Sambucus - flat-topped and glorious



Certain shrubs slot into the border with ease, partly because their flowers resemble herbaceous perennials. The elders (Sambucus) may not sound exciting, but they shouldn’t be confused with our roadside native. There are dark-leaved forms with finely cut foliage, that proffer champagne-pink flowers. Their summer flowers persist well and show up beautifully against the almost black foliage.

Interestingly these dark-leaved elders arrived almost by accident when an East Malling researcher, Ken Tobutt, was studying gene flow in the early 1980s. He planted lots of different Sambucus, crossed them to identify dominant and recessive genes, and one black-leaved one stood out. When the experiment ended he decided it was too good to scrap. It was originally named ‘Black Beauty’, but is now officially called Sambucus nigra f.porphyrophylla 'Gerda'. There is also a closely related black elder with lacier foliage, once ‘Black Lace’ but now renamed Sambucus nigra f. porphyrophylla 'Eva'. Both have been awarded an AGM on RHS trials and both these easily grown, medium-sized shrubs provide black foliage, a great foil for their pink flowers.

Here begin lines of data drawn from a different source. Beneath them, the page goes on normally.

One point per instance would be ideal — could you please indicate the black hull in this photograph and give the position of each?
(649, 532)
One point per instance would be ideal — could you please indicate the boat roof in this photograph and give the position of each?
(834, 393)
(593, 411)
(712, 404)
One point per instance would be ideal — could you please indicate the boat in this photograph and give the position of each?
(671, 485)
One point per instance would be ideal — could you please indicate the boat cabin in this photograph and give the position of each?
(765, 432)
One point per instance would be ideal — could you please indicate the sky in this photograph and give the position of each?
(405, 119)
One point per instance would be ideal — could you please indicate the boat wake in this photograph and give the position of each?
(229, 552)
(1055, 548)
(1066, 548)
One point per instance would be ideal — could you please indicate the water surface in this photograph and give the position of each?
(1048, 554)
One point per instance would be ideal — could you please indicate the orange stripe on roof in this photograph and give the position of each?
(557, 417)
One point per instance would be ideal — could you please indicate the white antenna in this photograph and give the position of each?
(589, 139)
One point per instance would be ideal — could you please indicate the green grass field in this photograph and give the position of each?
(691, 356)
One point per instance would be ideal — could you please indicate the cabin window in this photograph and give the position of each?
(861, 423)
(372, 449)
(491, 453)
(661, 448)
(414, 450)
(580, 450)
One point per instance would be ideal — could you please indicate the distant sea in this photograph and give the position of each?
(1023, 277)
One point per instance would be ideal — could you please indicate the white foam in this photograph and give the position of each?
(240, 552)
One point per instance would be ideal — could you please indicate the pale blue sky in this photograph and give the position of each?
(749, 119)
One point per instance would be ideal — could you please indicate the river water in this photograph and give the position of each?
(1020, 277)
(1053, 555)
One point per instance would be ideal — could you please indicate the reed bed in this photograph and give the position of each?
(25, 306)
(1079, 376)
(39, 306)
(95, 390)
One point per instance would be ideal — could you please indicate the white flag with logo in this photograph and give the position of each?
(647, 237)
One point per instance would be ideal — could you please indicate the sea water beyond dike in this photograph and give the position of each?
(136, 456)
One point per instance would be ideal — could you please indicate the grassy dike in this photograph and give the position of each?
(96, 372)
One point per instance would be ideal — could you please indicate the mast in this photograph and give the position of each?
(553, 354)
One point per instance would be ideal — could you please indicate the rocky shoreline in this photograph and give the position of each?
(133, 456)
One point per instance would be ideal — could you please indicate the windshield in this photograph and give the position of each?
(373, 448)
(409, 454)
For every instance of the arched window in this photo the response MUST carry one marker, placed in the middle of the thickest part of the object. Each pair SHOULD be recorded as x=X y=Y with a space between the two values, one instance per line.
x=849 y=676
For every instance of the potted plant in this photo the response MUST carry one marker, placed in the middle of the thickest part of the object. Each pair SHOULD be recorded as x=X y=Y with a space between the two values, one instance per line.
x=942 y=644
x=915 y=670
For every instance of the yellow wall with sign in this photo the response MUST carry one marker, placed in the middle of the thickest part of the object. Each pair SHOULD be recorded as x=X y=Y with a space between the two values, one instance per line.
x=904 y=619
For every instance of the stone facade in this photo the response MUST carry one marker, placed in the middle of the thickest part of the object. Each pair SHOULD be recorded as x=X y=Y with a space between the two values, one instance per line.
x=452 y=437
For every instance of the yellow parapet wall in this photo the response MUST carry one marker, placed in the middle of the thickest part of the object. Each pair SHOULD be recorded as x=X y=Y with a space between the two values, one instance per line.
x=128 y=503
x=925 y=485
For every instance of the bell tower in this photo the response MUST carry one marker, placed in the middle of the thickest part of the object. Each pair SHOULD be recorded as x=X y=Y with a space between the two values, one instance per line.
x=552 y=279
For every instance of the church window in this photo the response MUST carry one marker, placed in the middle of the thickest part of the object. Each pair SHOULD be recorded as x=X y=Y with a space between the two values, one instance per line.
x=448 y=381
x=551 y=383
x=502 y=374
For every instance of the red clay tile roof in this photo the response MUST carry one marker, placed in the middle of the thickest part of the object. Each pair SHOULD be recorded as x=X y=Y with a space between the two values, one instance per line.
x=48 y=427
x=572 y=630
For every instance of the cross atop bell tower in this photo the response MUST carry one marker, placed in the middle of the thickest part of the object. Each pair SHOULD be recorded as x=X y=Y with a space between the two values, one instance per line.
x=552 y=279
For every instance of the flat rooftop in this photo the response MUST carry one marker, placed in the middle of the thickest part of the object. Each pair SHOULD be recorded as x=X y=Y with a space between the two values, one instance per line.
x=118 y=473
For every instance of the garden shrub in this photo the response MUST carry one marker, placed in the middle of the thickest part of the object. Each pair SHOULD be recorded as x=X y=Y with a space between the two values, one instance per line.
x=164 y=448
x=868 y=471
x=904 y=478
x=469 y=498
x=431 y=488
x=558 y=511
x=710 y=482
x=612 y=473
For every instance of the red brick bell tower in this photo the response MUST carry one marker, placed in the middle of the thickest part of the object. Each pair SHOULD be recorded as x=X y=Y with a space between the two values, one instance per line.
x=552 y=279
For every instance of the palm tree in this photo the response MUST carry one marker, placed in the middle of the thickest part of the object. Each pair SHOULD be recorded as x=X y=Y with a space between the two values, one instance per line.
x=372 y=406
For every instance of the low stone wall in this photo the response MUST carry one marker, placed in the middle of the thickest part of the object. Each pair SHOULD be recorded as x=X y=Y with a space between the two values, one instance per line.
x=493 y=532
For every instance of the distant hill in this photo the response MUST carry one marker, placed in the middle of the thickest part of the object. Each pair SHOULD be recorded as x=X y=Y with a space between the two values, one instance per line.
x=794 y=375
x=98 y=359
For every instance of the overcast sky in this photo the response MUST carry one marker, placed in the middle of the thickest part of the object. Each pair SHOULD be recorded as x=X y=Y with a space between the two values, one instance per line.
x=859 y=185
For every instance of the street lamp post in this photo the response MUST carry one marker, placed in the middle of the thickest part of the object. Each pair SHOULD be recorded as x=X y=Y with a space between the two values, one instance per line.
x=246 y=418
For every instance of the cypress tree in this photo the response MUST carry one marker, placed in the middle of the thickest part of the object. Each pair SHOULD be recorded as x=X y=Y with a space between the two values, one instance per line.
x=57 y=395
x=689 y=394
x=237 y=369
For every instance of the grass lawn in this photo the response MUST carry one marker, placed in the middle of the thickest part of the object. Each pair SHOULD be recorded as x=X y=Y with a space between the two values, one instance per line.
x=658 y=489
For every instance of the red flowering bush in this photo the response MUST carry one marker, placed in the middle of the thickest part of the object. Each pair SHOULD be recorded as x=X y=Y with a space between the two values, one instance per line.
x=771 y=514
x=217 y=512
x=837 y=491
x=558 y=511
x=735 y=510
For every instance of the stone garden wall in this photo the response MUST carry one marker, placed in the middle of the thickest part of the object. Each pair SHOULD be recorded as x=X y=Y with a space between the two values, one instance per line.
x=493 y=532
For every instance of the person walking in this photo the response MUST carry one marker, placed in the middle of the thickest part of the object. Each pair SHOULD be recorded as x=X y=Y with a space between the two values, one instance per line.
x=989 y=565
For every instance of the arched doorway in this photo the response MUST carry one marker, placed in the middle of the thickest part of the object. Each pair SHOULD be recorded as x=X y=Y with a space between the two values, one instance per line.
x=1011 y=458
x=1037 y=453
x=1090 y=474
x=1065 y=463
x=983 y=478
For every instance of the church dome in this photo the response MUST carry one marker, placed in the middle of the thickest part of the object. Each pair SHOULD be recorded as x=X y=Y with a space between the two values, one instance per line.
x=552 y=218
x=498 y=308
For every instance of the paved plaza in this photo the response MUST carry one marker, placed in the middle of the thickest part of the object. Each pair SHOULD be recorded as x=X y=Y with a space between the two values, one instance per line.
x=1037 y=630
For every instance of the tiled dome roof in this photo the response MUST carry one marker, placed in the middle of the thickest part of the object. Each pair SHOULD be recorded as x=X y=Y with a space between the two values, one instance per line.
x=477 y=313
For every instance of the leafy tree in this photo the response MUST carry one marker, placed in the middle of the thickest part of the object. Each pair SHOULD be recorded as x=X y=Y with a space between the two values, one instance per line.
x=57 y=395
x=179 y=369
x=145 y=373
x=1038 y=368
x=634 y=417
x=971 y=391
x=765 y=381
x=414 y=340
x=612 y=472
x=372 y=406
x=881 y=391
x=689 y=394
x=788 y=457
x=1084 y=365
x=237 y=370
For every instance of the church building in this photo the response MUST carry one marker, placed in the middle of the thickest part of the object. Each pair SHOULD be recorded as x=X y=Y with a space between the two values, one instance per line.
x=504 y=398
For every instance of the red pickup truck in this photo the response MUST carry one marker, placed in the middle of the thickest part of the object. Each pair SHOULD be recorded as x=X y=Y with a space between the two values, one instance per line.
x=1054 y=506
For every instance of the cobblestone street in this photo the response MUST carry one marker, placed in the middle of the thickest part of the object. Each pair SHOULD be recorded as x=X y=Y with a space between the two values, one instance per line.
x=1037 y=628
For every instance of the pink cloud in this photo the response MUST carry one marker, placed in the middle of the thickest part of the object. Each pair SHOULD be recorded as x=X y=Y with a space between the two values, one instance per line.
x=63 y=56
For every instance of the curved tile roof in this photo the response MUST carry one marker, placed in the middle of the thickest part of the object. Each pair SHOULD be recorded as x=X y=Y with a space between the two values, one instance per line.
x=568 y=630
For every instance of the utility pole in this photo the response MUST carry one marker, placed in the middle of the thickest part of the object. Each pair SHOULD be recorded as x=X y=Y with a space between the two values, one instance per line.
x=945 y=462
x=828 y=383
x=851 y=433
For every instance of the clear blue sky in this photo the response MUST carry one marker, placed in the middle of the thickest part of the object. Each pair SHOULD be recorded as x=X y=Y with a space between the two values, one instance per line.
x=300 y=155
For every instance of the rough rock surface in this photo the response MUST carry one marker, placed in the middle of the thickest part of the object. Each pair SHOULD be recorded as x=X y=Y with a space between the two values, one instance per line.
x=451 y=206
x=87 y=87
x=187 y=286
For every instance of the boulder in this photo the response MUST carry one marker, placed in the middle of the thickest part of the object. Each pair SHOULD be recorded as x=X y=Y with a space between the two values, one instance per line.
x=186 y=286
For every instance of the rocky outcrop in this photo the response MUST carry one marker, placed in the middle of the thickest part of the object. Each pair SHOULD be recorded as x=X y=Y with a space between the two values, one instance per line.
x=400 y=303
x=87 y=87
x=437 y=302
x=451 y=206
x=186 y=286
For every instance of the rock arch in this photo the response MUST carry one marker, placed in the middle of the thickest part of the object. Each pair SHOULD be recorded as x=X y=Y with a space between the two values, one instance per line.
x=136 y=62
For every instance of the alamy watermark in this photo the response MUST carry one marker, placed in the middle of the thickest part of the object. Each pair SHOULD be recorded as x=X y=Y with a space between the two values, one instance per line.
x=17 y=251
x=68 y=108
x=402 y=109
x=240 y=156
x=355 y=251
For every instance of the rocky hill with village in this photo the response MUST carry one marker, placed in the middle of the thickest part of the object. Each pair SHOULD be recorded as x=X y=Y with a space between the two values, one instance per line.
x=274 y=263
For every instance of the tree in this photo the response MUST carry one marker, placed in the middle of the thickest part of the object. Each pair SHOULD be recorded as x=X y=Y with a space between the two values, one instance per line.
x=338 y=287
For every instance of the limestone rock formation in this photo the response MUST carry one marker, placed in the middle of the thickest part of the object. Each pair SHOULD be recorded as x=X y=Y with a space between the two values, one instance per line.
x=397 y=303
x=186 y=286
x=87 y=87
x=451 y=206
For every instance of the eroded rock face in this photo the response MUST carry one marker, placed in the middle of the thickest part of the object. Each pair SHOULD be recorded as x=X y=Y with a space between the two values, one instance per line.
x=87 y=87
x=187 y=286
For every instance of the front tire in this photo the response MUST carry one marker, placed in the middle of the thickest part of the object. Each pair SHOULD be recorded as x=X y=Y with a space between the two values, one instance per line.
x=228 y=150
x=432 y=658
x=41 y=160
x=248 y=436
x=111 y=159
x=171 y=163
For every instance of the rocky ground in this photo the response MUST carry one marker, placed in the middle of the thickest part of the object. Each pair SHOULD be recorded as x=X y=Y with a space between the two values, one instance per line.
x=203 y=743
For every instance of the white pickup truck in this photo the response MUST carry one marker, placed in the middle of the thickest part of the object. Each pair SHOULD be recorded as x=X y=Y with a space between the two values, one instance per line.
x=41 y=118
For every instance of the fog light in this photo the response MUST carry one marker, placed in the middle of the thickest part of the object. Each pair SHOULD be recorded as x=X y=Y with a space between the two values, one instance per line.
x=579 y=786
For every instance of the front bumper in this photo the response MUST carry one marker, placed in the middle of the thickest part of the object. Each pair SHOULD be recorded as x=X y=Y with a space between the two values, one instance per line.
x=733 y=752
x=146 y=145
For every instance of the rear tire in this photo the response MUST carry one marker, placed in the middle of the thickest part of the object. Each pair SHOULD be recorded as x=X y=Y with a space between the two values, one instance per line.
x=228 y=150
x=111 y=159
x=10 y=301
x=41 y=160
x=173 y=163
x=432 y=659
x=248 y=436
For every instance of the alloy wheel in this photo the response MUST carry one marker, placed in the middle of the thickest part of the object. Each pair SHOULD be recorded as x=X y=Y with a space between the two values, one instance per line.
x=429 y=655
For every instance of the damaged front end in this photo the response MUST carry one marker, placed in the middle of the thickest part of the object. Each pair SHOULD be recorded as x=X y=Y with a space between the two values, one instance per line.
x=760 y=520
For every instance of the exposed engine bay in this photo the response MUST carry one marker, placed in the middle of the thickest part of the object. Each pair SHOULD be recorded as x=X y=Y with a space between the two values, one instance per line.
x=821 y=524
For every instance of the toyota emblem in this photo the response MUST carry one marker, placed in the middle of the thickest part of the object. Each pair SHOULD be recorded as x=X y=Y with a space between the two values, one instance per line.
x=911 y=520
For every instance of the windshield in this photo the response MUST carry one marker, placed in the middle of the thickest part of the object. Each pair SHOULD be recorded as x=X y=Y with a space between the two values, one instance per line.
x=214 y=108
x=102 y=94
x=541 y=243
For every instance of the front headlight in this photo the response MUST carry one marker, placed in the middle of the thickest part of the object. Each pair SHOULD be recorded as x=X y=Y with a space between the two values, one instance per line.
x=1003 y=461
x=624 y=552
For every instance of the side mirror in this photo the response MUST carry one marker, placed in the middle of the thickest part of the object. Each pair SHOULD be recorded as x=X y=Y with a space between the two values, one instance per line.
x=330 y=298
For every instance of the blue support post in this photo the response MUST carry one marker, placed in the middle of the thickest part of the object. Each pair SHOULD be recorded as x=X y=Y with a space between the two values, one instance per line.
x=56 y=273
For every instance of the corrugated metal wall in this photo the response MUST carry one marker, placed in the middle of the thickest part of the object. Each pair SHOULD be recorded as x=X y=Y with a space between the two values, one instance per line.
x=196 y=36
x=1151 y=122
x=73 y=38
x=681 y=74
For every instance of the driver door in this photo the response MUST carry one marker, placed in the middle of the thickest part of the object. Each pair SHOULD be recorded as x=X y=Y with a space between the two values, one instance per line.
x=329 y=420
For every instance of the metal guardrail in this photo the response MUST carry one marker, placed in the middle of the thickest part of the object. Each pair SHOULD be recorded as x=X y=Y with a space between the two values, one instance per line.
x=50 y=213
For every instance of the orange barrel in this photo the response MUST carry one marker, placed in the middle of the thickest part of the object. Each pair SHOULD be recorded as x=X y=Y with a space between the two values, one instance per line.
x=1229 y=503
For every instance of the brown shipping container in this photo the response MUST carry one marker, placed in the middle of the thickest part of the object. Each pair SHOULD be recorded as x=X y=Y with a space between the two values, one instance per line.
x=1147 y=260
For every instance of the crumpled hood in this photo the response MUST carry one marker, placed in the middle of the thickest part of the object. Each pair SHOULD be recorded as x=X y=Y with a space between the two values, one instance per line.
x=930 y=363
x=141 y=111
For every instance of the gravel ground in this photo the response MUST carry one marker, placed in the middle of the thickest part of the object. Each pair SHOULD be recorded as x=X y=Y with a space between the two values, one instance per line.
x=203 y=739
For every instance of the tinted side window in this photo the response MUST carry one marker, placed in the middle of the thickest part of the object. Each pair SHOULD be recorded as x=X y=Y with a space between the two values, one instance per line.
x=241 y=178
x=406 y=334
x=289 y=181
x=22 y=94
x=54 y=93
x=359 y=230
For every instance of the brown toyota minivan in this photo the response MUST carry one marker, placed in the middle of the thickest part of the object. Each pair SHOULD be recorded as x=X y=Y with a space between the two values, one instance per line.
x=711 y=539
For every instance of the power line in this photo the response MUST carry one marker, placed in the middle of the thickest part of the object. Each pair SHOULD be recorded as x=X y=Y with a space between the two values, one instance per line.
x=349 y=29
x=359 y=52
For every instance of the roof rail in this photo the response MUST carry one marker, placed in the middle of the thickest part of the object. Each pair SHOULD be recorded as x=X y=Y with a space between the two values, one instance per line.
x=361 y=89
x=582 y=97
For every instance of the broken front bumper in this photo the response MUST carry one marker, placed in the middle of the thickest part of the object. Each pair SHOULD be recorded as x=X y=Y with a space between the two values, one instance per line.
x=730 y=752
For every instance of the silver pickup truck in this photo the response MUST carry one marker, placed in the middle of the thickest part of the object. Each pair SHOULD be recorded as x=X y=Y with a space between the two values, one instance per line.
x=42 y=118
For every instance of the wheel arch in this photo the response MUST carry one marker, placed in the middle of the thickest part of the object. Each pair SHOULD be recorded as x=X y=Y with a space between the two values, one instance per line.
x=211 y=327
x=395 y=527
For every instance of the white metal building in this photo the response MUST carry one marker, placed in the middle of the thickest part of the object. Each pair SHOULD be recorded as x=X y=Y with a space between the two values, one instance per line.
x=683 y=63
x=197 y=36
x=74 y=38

You can treat ornamental elders in two different ways. If you prune them hard in late-spring they develop sumptuous foliage - at the expense of flower. If you lightly prune them you get more flower heads, but the leaves are smaller. Whenever foliage is key, as it is with black-leaved elders, it’s probably wiser to prune harder for better foliage, although the flowers are highly attractive to a range of insects. Always allow two or three years for your shrub to become established before you hard prune - and that’s good advice for any plant. Let it develop a root system first.